UAlign: Leveraging Uncertainty Estimations for Factuality Alignment on Large Language Models
This work addresses the issue of factual inaccuracies in LLMs for users relying on them for knowledge-based tasks, representing an incremental improvement by integrating uncertainty estimations into existing alignment methods.
The paper tackles the problem of Large Language Models (LLMs) struggling to accurately express factual knowledge, especially when knowledge boundaries are ambiguous, by proposing the UAlign framework that leverages uncertainty estimations to improve factuality alignment, resulting in significant enhancements in confidently answering known questions and refusing unknown ones on in-domain and out-domain tasks.

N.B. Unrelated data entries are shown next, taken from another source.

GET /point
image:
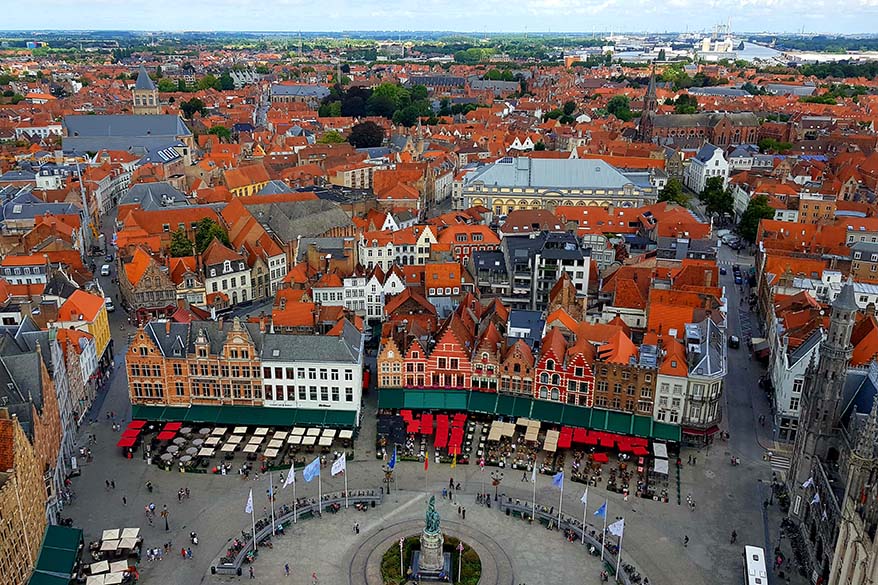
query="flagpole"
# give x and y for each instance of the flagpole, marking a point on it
(271, 498)
(604, 533)
(253, 526)
(619, 555)
(534, 505)
(560, 501)
(584, 509)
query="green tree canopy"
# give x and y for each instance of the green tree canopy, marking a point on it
(673, 192)
(181, 245)
(366, 135)
(716, 198)
(205, 231)
(222, 132)
(757, 210)
(620, 106)
(331, 137)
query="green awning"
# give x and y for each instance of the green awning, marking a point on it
(546, 411)
(506, 405)
(666, 432)
(201, 413)
(391, 398)
(39, 578)
(59, 554)
(619, 422)
(484, 402)
(642, 426)
(576, 416)
(522, 407)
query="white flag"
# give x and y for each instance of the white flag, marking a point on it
(339, 465)
(291, 476)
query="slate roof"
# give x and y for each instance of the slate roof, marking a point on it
(559, 173)
(317, 348)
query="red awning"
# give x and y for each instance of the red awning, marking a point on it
(701, 432)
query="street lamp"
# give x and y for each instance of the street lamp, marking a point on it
(496, 478)
(388, 476)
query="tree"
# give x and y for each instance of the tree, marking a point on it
(205, 231)
(181, 245)
(331, 137)
(226, 82)
(716, 198)
(190, 107)
(222, 132)
(673, 192)
(757, 210)
(620, 106)
(366, 135)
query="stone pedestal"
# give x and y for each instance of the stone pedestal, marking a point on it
(431, 557)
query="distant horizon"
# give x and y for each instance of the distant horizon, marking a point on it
(503, 16)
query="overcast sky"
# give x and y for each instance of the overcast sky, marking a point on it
(840, 16)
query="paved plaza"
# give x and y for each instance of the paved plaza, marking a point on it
(727, 498)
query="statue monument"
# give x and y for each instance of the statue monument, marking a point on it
(431, 563)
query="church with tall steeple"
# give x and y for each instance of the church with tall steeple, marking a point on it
(145, 94)
(820, 458)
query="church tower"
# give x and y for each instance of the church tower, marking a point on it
(821, 397)
(650, 106)
(146, 95)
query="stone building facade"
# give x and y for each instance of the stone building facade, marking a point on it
(22, 502)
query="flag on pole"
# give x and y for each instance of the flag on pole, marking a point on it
(558, 479)
(339, 465)
(311, 470)
(392, 464)
(291, 476)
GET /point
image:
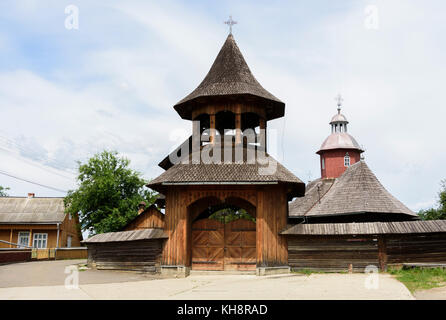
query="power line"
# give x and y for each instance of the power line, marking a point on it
(38, 165)
(66, 169)
(32, 182)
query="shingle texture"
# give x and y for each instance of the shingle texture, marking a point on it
(371, 228)
(357, 190)
(230, 76)
(142, 234)
(228, 173)
(314, 192)
(31, 210)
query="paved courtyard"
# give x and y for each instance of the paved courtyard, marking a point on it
(45, 280)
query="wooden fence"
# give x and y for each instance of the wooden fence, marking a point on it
(341, 253)
(11, 255)
(138, 255)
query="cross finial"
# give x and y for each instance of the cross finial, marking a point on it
(230, 23)
(339, 100)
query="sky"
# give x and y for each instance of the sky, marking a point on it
(111, 83)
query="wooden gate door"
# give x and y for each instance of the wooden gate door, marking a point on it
(240, 245)
(208, 243)
(218, 246)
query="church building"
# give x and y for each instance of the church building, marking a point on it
(230, 206)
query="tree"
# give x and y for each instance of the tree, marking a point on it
(108, 195)
(440, 211)
(3, 191)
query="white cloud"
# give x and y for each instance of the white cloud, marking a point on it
(118, 85)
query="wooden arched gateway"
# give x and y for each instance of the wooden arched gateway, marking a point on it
(225, 162)
(224, 238)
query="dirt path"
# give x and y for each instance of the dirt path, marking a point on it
(431, 294)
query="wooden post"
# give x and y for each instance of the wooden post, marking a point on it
(382, 253)
(10, 239)
(262, 123)
(212, 128)
(238, 128)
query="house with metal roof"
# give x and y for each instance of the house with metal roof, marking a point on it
(37, 222)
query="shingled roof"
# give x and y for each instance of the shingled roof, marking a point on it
(357, 190)
(228, 173)
(370, 228)
(141, 234)
(20, 210)
(230, 78)
(314, 192)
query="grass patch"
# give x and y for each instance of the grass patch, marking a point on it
(420, 278)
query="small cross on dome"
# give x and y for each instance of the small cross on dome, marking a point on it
(339, 100)
(230, 23)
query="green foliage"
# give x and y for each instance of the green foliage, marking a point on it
(3, 191)
(436, 213)
(420, 278)
(108, 195)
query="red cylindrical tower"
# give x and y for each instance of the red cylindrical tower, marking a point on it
(340, 149)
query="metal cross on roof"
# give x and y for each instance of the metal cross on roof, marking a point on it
(230, 23)
(339, 100)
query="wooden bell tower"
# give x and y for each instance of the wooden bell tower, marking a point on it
(229, 111)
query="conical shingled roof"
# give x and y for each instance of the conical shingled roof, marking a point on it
(228, 79)
(356, 191)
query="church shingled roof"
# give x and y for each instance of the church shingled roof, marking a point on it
(227, 173)
(230, 77)
(357, 190)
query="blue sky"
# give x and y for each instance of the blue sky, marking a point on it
(66, 94)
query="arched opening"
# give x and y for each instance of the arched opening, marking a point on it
(223, 234)
(225, 120)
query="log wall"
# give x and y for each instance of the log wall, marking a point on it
(416, 248)
(332, 254)
(139, 255)
(336, 253)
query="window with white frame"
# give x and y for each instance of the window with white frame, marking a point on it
(23, 239)
(40, 240)
(69, 239)
(347, 160)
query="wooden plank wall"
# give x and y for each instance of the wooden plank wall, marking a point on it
(14, 255)
(335, 253)
(177, 224)
(149, 218)
(139, 255)
(416, 248)
(332, 254)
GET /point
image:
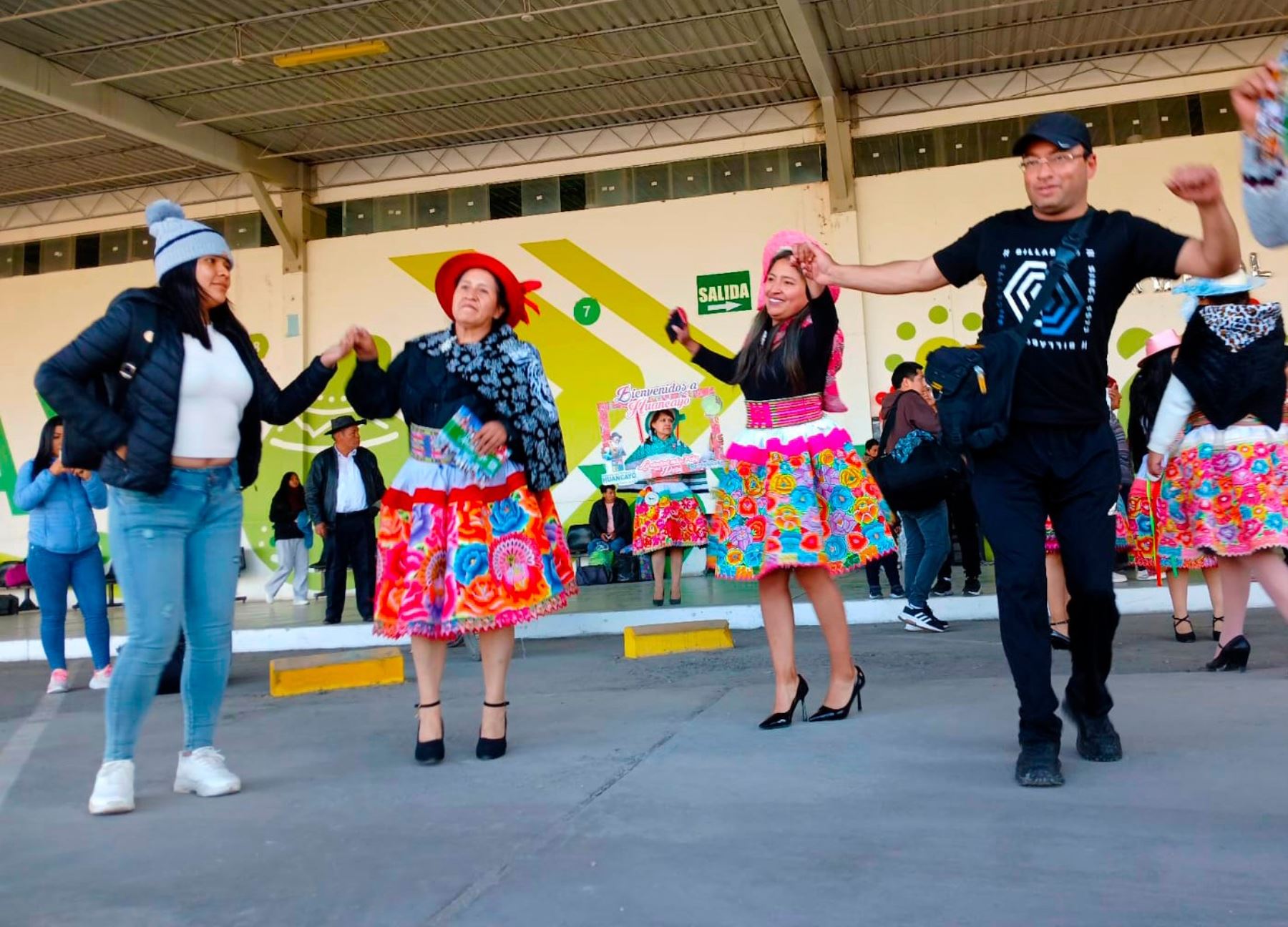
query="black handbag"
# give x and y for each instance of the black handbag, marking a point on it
(974, 384)
(917, 473)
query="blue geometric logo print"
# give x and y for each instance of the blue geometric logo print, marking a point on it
(1067, 303)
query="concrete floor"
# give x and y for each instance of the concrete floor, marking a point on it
(642, 793)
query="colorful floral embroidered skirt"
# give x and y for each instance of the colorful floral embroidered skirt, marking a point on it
(796, 496)
(457, 554)
(1166, 540)
(668, 515)
(1121, 540)
(1231, 489)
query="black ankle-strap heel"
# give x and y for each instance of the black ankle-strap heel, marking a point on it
(428, 752)
(492, 748)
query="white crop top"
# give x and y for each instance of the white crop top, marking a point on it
(214, 392)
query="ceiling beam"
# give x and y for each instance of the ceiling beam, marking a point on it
(38, 79)
(806, 31)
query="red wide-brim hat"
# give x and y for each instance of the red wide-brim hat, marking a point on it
(517, 294)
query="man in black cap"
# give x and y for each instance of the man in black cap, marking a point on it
(1060, 457)
(343, 495)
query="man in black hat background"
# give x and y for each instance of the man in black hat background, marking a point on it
(343, 494)
(1060, 457)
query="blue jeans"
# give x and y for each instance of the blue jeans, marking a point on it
(52, 574)
(927, 546)
(177, 556)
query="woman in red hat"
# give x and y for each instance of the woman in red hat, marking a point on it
(469, 539)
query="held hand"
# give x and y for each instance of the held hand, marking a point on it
(1262, 84)
(679, 328)
(1198, 185)
(814, 263)
(334, 354)
(491, 438)
(364, 344)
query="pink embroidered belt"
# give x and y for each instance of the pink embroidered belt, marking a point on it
(423, 446)
(784, 412)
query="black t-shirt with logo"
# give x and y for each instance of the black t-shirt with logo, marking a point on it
(1063, 370)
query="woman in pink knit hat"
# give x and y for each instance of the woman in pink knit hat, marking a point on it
(796, 496)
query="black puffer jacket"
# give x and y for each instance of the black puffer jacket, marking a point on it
(146, 423)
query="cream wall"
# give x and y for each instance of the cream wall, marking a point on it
(638, 262)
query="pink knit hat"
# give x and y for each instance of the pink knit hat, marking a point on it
(1165, 340)
(784, 241)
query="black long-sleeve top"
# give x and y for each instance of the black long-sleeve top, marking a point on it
(428, 394)
(774, 384)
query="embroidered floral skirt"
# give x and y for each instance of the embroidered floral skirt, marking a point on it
(796, 496)
(1121, 540)
(1231, 489)
(457, 554)
(668, 515)
(1163, 541)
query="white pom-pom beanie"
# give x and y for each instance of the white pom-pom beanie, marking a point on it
(180, 240)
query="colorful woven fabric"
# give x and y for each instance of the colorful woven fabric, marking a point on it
(796, 496)
(457, 555)
(1163, 541)
(1231, 496)
(668, 516)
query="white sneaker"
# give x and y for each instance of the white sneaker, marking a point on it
(102, 679)
(114, 788)
(205, 774)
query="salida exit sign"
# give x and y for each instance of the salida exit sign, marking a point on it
(724, 293)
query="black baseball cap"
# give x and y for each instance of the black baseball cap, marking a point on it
(1063, 130)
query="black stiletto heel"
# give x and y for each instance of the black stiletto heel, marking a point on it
(492, 748)
(1233, 656)
(785, 719)
(428, 752)
(826, 714)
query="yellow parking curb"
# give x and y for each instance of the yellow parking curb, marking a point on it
(655, 640)
(335, 670)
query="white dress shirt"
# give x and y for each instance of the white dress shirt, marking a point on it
(351, 495)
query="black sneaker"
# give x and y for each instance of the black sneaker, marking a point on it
(1098, 740)
(1038, 765)
(921, 619)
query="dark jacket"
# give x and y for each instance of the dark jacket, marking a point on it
(283, 516)
(914, 413)
(325, 479)
(146, 423)
(623, 519)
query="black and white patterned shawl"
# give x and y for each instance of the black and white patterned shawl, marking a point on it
(508, 373)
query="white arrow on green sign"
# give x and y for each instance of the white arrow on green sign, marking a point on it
(724, 293)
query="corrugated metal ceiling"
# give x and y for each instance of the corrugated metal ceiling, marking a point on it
(472, 71)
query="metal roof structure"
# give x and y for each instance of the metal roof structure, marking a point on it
(107, 94)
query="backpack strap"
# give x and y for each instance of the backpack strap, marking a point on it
(1069, 249)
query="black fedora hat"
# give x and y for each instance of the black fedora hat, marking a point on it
(343, 423)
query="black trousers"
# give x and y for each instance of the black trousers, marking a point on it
(964, 521)
(1072, 476)
(353, 545)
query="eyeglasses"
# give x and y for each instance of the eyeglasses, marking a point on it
(1060, 161)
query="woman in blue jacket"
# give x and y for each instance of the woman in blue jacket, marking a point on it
(62, 540)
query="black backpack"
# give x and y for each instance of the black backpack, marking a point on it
(974, 384)
(112, 388)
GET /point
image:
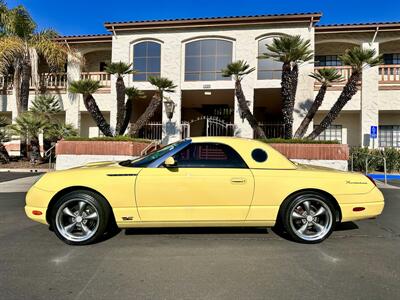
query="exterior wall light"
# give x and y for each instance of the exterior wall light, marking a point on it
(169, 106)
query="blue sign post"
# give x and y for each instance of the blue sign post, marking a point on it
(373, 134)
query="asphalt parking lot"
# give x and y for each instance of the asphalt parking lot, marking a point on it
(360, 260)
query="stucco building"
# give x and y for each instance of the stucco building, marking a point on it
(191, 52)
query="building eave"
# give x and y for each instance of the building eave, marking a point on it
(213, 22)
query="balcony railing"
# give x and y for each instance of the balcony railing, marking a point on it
(103, 77)
(272, 130)
(345, 71)
(389, 74)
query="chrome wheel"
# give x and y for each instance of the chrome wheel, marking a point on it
(77, 220)
(311, 218)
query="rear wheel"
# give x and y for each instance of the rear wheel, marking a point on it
(80, 217)
(308, 218)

Despite demonstrating impressive capabilities, Large Language Models (LLMs) still often struggle to accurately express the factual knowledge they possess, especially in cases where the LLMs' knowledge boundaries are ambiguous. To improve LLMs' factual expressions, we propose the UAlign framework, which leverages Uncertainty estimations to represent knowledge boundaries, and then explicitly incorporates these representations as input features into prompts for LLMs to Align with factual knowledge. First, we prepare the dataset on knowledge question-answering (QA) samples by calculating two uncertainty estimations, including confidence score and semantic entropy, to represent the knowledge boundaries for LLMs. Subsequently, using the prepared dataset, we train a reward model that incorporates uncertainty estimations and then employ the Proximal Policy Optimization (PPO) algorithm for factuality alignment on LLMs. Experimental results indicate that, by integrating uncertainty representations in LLM alignment, the proposed UAlign can significantly enhance the LLMs' capacities to confidently answer known questions and refuse unknown questions on both in-domain and out-of-domain tasks, showing reliability improvements and good generalizability over various prompt- and training-based baselines.